In [13]:
import pandas as pd
import numpy as np
import random
from datetime import datetime, timedelta

import warnings
warnings.filterwarnings('ignore')

In [15]:
random.seed(42)
np.random.seed(42)

def generate_leasing_log(n_cases=800):
    log = []
    for case_id in range(1, n_cases + 1):
        start = datetime(2024, 1, 1) + timedelta(days=random.randint(0, 120))
        ts = start
        
        amount = random.choices(
            [300_000, 700_000, 1_500_000, 4_000_000],
            weights=[0.4, 0.3, 0.2, 0.1]
        )[0]
        is_large = amount > 1_000_000
        is_huge = amount > 3_000_000
        sla_days = 3 if not is_large else 7
        sla_deadline = ts + timedelta(days=sla_days)
        
        # Этапы
        log.append([case_id, "Application Submitted", ts, "OnlineSystem", amount, sla_deadline])
        ts += timedelta(minutes=random.randint(5, 30))
        log.append([case_id, "Initial Screening", ts, "OnlineSystem", amount, sla_deadline])
        
        if is_large:
            ts += timedelta(hours=random.randint(2, 24))
            analyst = random.choice(["JuniorAnalyst", "SeniorManager"])
            log.append([case_id, "Risk Assessment", ts, analyst, amount, sla_deadline])
            if random.random() < 0.10:  # цикл
                ts += timedelta(hours=1)
                log.append([case_id, "Documents Rejected", ts, analyst, amount, sla_deadline])
                ts += timedelta(days=random.randint(1, 3))
                log.append([case_id, "Document Collection", ts, "Client", amount, sla_deadline])
        
        ts += timedelta(hours=random.randint(1, 48))
        log.append([case_id, "Document Collection", ts, "Client", amount, sla_deadline])
        
        if is_huge:
            ts += timedelta(days=random.randint(1, 6))  # возможна задержка!
            log.append([case_id, "Credit Committee Review", ts, "SeniorManager", amount, sla_deadline])
        
        ts += timedelta(hours=random.randint(2, 12))
        log.append([case_id, "Contract Preparation", ts, "Lawyer", amount, sla_deadline])
        ts += timedelta(hours=random.randint(1, 72))
        log.append([case_id, "Client Signs", ts, "Client", amount, sla_deadline])
        ts += timedelta(hours=random.randint(1, 24))
        log.append([case_id, "Disbursement", ts, "OnlineSystem", amount, sla_deadline])
        
        closed_time = ts + timedelta(minutes=10)
        sla_violated = closed_time > sla_deadline
        log.append([case_id, "Closed", closed_time, "OnlineSystem", amount, sla_deadline, sla_violated])
        
        if random.random() < 0.05:
            ts_cancel = closed_time + timedelta(days=random.randint(1, 5))
            log.append([case_id, "Cancelled", ts_cancel, "Client", amount, sla_deadline, True])
    
    df = pd.DataFrame(log, columns=[
        "case_id", "activity", "timestamp", "resource", "amount", "sla_deadline", "sla_violated"
    ])
    df["sla_violated"] = df["sla_violated"].fillna(False)
    return df.sort_values(["case_id", "timestamp"]).reset_index(drop=True)

In [17]:
df = generate_leasing_log(800)
print("Сгенерировано событий:", len(df))
print("Уникальных кейсов:", df["case_id"].nunique())

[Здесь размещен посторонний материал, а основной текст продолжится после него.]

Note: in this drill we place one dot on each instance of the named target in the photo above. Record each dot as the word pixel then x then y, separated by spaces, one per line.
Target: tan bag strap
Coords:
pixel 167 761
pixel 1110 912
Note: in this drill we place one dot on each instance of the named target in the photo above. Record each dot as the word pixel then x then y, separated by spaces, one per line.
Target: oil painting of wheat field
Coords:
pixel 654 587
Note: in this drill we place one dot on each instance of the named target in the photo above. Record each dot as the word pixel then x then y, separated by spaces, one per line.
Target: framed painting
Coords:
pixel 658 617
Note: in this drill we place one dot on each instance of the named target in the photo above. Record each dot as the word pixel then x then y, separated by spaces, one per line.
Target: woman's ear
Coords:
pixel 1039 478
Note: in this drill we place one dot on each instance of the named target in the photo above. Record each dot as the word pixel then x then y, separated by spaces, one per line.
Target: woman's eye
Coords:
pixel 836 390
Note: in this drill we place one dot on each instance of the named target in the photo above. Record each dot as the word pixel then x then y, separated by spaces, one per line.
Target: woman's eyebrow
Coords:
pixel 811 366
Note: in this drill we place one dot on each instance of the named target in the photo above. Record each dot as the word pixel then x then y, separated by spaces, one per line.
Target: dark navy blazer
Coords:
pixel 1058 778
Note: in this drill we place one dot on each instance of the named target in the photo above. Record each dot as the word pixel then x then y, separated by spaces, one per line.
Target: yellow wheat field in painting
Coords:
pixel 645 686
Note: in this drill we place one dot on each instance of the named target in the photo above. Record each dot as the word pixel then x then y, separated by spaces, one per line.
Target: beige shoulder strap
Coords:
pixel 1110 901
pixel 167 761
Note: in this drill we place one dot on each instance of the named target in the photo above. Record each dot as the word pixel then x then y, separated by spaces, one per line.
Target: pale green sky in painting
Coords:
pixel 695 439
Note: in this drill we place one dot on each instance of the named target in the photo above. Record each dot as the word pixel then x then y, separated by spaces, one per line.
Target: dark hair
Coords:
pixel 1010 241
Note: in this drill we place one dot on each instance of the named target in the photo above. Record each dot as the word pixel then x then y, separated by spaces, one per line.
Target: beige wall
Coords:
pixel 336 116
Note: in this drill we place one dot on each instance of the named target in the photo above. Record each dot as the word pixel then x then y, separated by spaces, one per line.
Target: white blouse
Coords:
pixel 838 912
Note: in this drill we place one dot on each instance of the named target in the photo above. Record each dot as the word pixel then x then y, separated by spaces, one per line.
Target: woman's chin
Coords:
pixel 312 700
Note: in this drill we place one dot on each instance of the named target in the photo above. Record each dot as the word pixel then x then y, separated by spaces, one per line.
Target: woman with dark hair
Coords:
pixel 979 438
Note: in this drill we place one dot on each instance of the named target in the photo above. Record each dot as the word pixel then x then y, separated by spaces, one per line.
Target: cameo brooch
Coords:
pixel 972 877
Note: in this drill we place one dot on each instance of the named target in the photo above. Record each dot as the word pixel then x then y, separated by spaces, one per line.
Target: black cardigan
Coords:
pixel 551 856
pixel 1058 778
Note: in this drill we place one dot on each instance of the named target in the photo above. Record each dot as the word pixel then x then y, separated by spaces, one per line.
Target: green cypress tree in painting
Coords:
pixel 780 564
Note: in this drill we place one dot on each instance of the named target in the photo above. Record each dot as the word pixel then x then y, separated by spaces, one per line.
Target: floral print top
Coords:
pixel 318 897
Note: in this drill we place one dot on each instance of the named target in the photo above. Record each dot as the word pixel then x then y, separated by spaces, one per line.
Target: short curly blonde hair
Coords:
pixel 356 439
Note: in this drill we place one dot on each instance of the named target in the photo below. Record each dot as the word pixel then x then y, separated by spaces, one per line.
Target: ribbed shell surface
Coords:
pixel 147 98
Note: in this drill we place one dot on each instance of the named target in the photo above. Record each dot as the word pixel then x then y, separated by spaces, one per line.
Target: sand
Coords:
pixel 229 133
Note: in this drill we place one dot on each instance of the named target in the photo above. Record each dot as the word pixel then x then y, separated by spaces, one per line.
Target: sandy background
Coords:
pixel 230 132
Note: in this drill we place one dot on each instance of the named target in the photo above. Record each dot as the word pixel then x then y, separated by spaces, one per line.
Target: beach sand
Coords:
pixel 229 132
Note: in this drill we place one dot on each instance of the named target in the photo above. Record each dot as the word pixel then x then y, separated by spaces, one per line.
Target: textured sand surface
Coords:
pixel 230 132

Сгенерировано событий: 5972
Уникальных кейсов: 800


In [19]:
df.head()

Unnamed: 0,case_id,activity,timestamp,resource,amount,sla_deadline,sla_violated
0,1,Application Submitted,2024-03-22 00:00:00,OnlineSystem,300000,2024-03-25,False
1,1,Initial Screening,2024-03-22 00:28:00,OnlineSystem,300000,2024-03-25,False
2,1,Document Collection,2024-03-22 18:28:00,Client,300000,2024-03-25,False
3,1,Contract Preparation,2024-03-22 23:28:00,Lawyer,300000,2024-03-25,False
4,1,Client Signs,2024-03-24 04:28:00,Client,300000,2024-03-25,False


In [25]:
df.to_csv("banking_event_log.csv", index=False)